DETERMINE (Determining Extended Therapeutic Indications for Existing Drugs in Rare Molecularly Defined Indications Using a National Evaluation Platform Trial): An Umbrella-Basket Platform Trial to Evaluate the Efficacy of Targeted Therapies in Rare Adult, Paediatric and Teenage/Young Adult (TYA) Cancers With Actionable Genomic Alterations, Including Common Cancers With Rare Actionable Alterations. Treatment Arm 02: Atezolizumab in Adult, Paediatric and Teenage/Young Adult Patients With Cancers With High TMB or MSI-high or Proven CMMRD Disposition.
This clinical trial is looking at a drug called atezolizumab. Atezolizumab is approved as standard of care treatment for adult patients with urothelial cancer, non-small cell lung cancer, extensive-stage small cell lung cancer, hepatocellular carcinoma and triple negative breast cancer. This means it has gone through clinical trials and been approved by the Medicines and Healthcare products Regulatory Agency (MHRA) in the UK. Atezolizumab works in patients with these types of cancers which have certain changes in the cancer cells called high tumour mutational burden (TMB) or high microsatellite instability (MSI) or proven (previously diagnosed) constitutional mismatch repair deficiency (CMMRD). Investigators now wish to find out if it will be useful in treating patients with other cancer types which are also TMB/MSH-high or show CMMRD. If the results are positive, the study team will work with the NHS and the Cancer Drugs Fund to see if these drugs can be routinely accessed for patients in the future. This trial is part of a trial programme called DETERMINE. The programme will also look at other anti-cancer drugs in the same way, through matching the drug to rare cancer types or ones with specific mutations.

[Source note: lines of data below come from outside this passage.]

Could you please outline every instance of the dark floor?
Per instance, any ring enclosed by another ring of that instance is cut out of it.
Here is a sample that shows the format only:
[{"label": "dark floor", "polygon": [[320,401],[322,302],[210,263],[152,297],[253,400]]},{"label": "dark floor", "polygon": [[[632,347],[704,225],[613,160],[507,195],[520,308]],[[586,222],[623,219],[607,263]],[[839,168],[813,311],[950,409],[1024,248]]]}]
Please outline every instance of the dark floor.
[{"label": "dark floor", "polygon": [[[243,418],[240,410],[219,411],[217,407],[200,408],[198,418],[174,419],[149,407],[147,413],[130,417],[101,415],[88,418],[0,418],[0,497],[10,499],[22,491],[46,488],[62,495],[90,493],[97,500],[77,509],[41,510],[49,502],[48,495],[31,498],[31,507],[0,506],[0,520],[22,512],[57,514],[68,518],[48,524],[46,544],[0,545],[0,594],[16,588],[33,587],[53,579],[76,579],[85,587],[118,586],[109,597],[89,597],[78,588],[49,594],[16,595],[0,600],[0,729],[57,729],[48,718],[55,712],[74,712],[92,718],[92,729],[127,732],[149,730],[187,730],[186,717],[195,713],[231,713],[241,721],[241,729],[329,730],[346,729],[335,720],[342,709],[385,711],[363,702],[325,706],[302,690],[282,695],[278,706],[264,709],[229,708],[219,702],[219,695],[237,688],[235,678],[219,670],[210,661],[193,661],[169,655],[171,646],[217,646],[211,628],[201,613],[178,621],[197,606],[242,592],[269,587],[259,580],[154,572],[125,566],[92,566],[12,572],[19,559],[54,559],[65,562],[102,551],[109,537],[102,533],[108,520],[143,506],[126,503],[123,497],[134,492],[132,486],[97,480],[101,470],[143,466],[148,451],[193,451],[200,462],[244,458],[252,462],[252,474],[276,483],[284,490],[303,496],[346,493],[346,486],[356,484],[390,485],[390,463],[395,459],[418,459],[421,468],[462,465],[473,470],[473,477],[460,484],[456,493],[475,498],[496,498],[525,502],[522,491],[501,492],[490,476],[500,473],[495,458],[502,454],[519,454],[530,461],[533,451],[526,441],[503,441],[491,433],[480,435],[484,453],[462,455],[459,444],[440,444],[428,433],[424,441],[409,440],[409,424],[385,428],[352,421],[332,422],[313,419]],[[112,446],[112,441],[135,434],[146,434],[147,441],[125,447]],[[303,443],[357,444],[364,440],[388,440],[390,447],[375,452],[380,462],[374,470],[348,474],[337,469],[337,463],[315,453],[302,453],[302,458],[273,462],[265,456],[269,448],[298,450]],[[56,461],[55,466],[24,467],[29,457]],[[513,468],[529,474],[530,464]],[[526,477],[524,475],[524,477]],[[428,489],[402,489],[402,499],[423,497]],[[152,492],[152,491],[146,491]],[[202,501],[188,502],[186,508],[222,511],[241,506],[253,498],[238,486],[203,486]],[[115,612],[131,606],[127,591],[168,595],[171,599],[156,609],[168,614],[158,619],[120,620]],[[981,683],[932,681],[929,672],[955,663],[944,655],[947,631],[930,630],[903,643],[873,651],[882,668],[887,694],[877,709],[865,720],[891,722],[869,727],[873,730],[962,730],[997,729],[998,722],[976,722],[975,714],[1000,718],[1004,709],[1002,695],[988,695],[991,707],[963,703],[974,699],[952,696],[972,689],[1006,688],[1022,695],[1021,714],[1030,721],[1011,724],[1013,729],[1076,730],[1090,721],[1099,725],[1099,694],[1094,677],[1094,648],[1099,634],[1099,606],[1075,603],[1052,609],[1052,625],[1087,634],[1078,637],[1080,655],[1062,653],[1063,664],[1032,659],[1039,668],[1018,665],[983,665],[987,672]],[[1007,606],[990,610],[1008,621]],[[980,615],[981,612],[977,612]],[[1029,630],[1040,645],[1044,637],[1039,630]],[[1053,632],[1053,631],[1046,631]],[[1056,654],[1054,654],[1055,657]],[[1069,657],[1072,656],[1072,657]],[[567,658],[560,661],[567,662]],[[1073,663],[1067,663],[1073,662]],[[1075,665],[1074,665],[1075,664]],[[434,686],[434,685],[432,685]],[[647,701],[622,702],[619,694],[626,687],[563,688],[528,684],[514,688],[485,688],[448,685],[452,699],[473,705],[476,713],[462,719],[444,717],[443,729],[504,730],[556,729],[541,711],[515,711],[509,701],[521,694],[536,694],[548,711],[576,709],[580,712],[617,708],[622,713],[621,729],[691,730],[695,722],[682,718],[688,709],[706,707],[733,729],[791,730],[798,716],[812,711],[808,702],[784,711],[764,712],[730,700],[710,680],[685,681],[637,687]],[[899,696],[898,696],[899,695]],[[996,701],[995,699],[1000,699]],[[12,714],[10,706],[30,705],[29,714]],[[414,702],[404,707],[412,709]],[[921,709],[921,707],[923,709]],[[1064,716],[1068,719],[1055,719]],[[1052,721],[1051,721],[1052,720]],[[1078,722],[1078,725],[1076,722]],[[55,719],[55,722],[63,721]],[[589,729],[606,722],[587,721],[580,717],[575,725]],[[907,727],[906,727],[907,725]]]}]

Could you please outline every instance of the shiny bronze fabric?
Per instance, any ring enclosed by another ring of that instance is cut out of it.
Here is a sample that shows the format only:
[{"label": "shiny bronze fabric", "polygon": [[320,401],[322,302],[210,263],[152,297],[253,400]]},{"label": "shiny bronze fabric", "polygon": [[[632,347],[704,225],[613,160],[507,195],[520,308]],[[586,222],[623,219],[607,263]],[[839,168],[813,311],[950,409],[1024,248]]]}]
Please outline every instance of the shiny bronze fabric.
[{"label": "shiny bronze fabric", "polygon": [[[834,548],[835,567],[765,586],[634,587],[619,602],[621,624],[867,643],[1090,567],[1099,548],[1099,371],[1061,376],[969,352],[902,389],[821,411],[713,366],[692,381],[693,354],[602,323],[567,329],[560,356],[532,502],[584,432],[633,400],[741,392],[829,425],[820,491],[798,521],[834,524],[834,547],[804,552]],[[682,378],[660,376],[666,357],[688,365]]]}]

⁃ A. Confirmed diagnosis of a malignancy that is high TMB (defined as ≥10 mut/Mb), MSI-high or of proven (previously diagnosed) CMMRD disposition using an analytically validated method.
⁃ B. Women of childbearing potential are eligible provide they meet the following criteria:
• Have a negative serum or urine pregnancy test before enrolment and;
• Agree to use one form of effective birth control method such as:
⁃ I. combined (oestrogen and progestogen containing) hormonal contraception associated with inhibition of ovulation (\[oral, intravaginal or transdermal\]);
⁃ II. progestogen-only hormonal contraception associated with or without inhibition of ovulation (oral, injectable or implantable);
⁃ III. intrauterine device (IUD),
⁃ IV. intrauterine hormone-releasing system (IUS),
⁃ V. bilateral tubal occlusion,
⁃ VI. vasectomised partner,
⁃ VII. sexual abstinence,
⁃ VIII. male or female condom with or without spermicide;
⁃ IX. cap, diaphragm or sponge with spermicide.
⁃ Effective from the first administration of atezolizumab, throughout the trial and for five months after the last administration of atezolizumab.
⁃ C. Male patients with partners who are women of childbearing potential are eligible provided that they agree to the following, from the first administration of atezolizumab, throughout the trial until the last administration of atezolizumab:
• Agree to take measures not to father children by using a barrier method of contraception (condom plus spermicide) or sexual abstinence.
• Non-vasectomised male patients with partners who are women of childbearing potential must also be willing to ensure that their partner uses an effective method of contraception.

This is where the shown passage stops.